Seems like I am not getting enough inspiration to write a well-developed post about something, so I am trying something new, collecting "micro-posts" about stuff I have done or read during the week.

Physics

I have an ongoing quest to learn physics. As it always is when learning by oneself, with no necessity but the joy of learning, there are countless tradeoffs to make. Do you study seriously from a textbook or an online course, devoting the same effort as was done in college, or do you watch YouTube videos with pretty animations? These are the two extremes; the first is difficult, slow, somewhat boring, and only pays off if you stick to it in the long run. Also, the effort is probably not calibrated to the goal. The second option is not enough, and whatever understanding is acquired tends to evaporate within a few days.

As for me, I'm floating within the bounds of this spectrum, although I am usually biased away from working hard. I mostly read and ponder. I think writing can be a very strong way to learn, as it forces you to explain, thus consolidating your knowledge and producing a product of your efforts. This helps combat the aforementioned evaporation (or a feeling of evaporation).

A great source of learning is the Feynman Lectures on Physics. These are the notes from a 3 years course Feynman gave covering modern physics from an undergrad perspective. Unlike many dry and technical textbooks, they are written in Feynman's conversational tone, full of intuition, interesting derivations, etc. Even though math-wise I'm overqualified for the material, I still find it challenging and refreshing. Firstly, it's math as done by physicists, and that takes some getting used to. For example, approximations like \(\sin x=x\) are implicitly taken, or differentials are treated in a way you wouldn't see in a math class.
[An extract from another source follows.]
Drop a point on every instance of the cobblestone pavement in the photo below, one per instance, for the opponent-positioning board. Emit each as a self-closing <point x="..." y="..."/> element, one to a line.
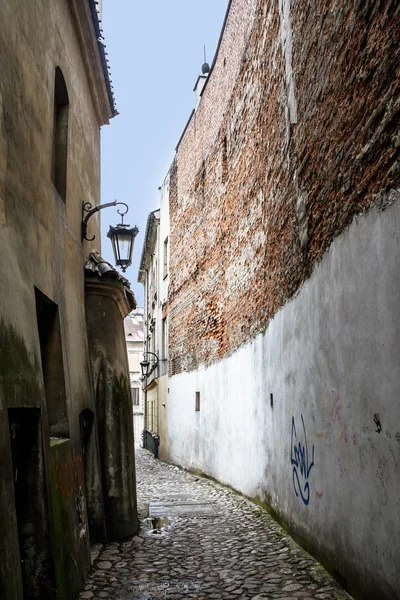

Secondly, the logic followed is physical, not mathematical, which is even more interesting to see and understand. In the end, solving a physical problem entails translating it to equations of motion and then solving them, but the difference between getting unsolvable equations and finding a solvable form depends on your physical intuition about the problem.

So that's what I do: I open a lecture that seems interesting and go over it. Sometimes it's not so clear, and I go read other sources, or go back to earlier lectures. Sometimes it's easy, and sometimes it's just right. I hope to write some more about physical ideas in future posts, like rotation, waves, heat and temperature, and Lagrangian and Hamiltonian mechanics. Of course, I have to learn them first.

ChatGPT's API is released

OpenAI just released API access to ChatGPT, and compared to the regular interface, it's blazing fast. The way it works is, you send a request with the message history and you receive a response. Each message in the history is assigned either to the "user" or to the "assistant", with an optional "system" message to define the assistant's behavior. This way you can use the API for both the chat experience and as a regular text completion language model.

The pricing was also updated, with 0.002$ per 1k tokens. In human terms, this is approximately 600,000 words costing 2$. However, there is a catch, at least when using it for conversation. Each additional message requires the conversation history, which counts toward the used tokens. Hence, the number of tokens required for a conversation is quadratic in its length. If each message and reply take ~60 tokens (the tokens account for both the user's message and the assistant's reply), then the tokens required for each message would grow as

$$60,120,180,\dots,60n\dots$$

and the total token usage grows as

$$60, 180, 360,\dots,60\frac{(n+1)n}{2},\dots$$

How bad is that? well, if the messages are short then it's not too bad, but if you want to discuss some text or iterate over code, then pretty quickly the tokens per message count will be in the thousands. Comparing this pricing model to ChatGPT Pro's 20$ flat rate, the latter can buy around 10 million tokens. I would guess that's way more than what you need for personal use, even if you plan to use it heavily. So why did I call it a catch? I think there is something counterintuitive about having to "pay" for words you already said over and over, but it's not that bad. Performance-wise, it does seem to be less guarded than the chat version, although it's still nice. And now it remains to be seen what cool uses people would find.

Other stuff

I hope to write in future posts about Replacing Guilt, some basic economics (reading Naked Economics) and of course more mathematics and other random stuff.